1986 action-adventure game

Arac (released as Spiderbot in America and Taiwan) is an action-adventure game first released for the Commodore 64 in 1986 and ported to the Apple II and IBM PC compatibles (as a self-booting disk).

==Plot==

Deep within the Citadel, three runaway chemical reactors are rapidly approaching meltdown. These time bombs threaten to devastate the surrounding electronic jungle. The only remaining SpiderDroid has been sent into the territory of the Citadel to find and diffuse[sic] the reactors.

==Gameplay==

Arac takes place in a side-view jungle maze, spanning 100 screens.

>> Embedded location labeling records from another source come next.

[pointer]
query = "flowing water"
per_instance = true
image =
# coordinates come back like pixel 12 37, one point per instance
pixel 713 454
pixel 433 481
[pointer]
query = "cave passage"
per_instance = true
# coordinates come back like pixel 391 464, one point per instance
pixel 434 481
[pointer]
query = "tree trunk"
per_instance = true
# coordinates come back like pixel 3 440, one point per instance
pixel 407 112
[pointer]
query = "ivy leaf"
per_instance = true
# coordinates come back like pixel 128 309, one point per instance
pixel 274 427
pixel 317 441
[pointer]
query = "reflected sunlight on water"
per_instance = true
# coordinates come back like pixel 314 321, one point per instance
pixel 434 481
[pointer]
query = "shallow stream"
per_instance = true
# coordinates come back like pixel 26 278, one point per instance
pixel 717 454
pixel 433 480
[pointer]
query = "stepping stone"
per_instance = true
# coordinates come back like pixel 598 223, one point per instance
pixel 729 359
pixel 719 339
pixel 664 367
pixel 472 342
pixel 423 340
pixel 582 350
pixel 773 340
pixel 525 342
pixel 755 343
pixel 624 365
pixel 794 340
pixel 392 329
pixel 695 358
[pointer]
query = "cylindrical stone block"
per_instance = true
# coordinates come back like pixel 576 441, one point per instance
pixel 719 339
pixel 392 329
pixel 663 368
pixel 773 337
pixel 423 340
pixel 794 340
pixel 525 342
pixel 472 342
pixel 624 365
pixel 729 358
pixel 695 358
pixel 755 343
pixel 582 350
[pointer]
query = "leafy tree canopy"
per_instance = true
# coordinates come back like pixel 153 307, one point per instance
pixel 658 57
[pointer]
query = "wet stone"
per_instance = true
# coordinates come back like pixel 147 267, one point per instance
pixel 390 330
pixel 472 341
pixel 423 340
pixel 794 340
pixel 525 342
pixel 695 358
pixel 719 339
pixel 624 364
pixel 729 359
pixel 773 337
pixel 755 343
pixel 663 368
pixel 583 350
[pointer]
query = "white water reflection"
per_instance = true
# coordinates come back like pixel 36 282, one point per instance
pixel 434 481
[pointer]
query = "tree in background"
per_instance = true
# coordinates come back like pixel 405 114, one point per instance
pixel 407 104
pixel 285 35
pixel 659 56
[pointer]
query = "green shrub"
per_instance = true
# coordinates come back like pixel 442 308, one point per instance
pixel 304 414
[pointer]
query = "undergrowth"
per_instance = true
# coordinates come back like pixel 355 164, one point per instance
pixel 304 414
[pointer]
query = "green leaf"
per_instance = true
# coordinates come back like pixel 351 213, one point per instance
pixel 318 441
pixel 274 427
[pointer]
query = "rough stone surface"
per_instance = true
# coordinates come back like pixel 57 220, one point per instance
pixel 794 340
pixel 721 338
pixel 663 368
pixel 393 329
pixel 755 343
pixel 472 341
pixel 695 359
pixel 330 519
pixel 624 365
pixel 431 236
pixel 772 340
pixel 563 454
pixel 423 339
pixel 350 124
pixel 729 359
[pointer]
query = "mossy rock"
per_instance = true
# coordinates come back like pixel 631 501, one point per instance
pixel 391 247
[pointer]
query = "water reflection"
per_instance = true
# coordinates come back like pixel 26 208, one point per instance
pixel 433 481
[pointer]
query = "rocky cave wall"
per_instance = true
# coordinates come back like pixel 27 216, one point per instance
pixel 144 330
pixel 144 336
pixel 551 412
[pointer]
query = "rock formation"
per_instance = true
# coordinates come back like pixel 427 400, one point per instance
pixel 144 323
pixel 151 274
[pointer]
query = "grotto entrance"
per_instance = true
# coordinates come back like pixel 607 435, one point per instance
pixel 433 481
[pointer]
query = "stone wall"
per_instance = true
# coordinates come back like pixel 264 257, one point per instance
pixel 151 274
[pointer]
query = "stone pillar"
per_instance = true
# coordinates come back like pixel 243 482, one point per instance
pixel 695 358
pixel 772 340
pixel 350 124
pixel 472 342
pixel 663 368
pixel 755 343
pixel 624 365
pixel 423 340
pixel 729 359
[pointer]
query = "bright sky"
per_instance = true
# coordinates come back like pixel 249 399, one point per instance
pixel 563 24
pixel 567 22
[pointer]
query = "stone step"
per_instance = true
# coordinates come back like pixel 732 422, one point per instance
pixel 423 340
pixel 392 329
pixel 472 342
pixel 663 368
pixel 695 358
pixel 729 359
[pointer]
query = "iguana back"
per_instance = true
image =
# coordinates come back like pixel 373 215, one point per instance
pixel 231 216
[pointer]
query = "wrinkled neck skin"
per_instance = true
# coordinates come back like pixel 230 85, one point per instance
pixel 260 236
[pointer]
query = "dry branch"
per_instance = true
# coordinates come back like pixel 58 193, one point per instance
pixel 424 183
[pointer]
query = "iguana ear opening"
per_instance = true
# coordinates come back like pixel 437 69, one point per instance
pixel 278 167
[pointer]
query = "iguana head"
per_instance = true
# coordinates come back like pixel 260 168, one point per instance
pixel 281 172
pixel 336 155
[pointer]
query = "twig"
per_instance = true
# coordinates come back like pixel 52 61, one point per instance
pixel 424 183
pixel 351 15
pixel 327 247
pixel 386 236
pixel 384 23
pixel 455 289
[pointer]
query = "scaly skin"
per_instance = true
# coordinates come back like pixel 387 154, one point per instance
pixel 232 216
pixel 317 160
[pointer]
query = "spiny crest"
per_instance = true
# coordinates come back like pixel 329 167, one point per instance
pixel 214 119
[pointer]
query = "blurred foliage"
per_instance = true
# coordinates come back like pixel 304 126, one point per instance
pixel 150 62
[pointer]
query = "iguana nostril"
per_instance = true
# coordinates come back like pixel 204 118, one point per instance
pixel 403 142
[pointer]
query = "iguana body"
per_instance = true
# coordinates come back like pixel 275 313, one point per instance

The goal of the game is to make one's way to the reactor core within the Citadel in the center of the maze within 30 minutes; if the timer runs out, the game is over. At the beginning of the game, the player's abilities are limited; the robot can only walk left and right, jump a short distance, and shoot nets. In order to progress deeper into the maze, the player must capture enemies using a net, and utilize their abilities. Some enemies can dig through dirt, others allow the player to jump higher, and so on. In order to access the Citadel, in which the reactor is located, the player must find the hidden pieces of the robot's body, which are hidden throughout the maze. When fully assembled, the robot will be able to walk on ceilings, reverse gravity, and shoot lightning bolts, and thus enter the final area. The player also has the option of a playing a 20-minute "short" game in which the robot begins the game with its body already formed.

==Reception==

Arac was well received by the gaming magazines of the day. C&VG gave it 9/10 for graphics, 6/10 for sound, 8/10 for value, and 8/10 for playability, criticizing the necessity of starting the whole game over again after each death and calling its sound design "below average", but praising its animations and concluding, overall, that "Arac will catch you in its web of intrigue and playability." Your Commodore gave it 8/10 for originality, 6/10 for playability, 7/10 for graphics, and 8/10 for value-for-money. Zzap! gave the game 93% overall, with all three reviewers praising it, calling it "the best arcade-adventure I have played for yonks" and "one of the more playable arcade-adventures available", and saying that, while "original and refreshing" games are rare, "Arac is one of those rarities" and that the game "is well worth the money." However, all three reviewers criticized the sparse sound design, and the overall score awarded only 10% for sound. Commodore User gave the game 8/10 overall, concluding "Graphically accomplished, instantly playable and yet addictive in the long term, if Arac falls down anywhere it is the lack of music and in relying on a stale storyline". Commodore User reviewed the game again when it was rereleased as a budget game in 1988, giving it 9/10 and saying, "Good game combined with pretty graphics and virtually no sound make Arac a serious contender for re-release of the month".